#[SIF Artificial Intelligence Foundational] Week 4 - Rice Grain Detection.ipynb

🌟 In this Rice Classification Notebook, we will be using the classified rice grains that we have sorted in the previous activity. We will be using supervised learning for this.

🌟 This notebook will take you through the full journey of the AI Project Cycle. This starts from defining the problem. 

🌟 Next we will upload and visualise our data before designing a machine learning model to process the data.

#1. Problem Scope

The **identification** **of** **different** **varieties** **of** **rice** was discussed at a huge level during the processing of food elements. The traditional and conventional techniques were used for the identification of different rice varieties, which were collected from different real field sources. 

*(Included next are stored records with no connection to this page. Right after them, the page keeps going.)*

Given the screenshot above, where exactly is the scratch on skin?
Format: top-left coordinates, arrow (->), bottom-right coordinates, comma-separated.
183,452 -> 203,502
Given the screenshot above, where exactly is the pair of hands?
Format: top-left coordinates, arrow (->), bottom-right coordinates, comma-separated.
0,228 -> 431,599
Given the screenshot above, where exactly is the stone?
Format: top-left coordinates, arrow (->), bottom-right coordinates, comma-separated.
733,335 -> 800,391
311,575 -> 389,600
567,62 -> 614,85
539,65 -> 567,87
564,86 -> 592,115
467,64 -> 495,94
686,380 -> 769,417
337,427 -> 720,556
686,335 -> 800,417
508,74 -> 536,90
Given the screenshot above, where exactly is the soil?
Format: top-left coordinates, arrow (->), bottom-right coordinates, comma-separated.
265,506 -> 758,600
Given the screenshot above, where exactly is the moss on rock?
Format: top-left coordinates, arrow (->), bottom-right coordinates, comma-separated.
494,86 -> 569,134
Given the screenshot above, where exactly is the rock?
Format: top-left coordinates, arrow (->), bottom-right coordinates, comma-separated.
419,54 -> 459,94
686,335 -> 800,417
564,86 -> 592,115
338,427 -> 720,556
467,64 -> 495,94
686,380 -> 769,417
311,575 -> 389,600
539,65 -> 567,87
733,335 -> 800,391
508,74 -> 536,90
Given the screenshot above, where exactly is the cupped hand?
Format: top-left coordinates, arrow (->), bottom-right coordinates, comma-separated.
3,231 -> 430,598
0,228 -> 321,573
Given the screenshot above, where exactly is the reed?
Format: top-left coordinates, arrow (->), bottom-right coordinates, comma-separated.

This technique was more expensive, a slow process, and time-consuming. Furthermore, there are many varieties of rice and it is very difficult to identify the actual verity of rice with the help of rice grain. 

So, we need an automated system, which helps us in the identification of rice varieties with better accuracy. The main purpose of this is describing the identification of rice varieties using different rice grains.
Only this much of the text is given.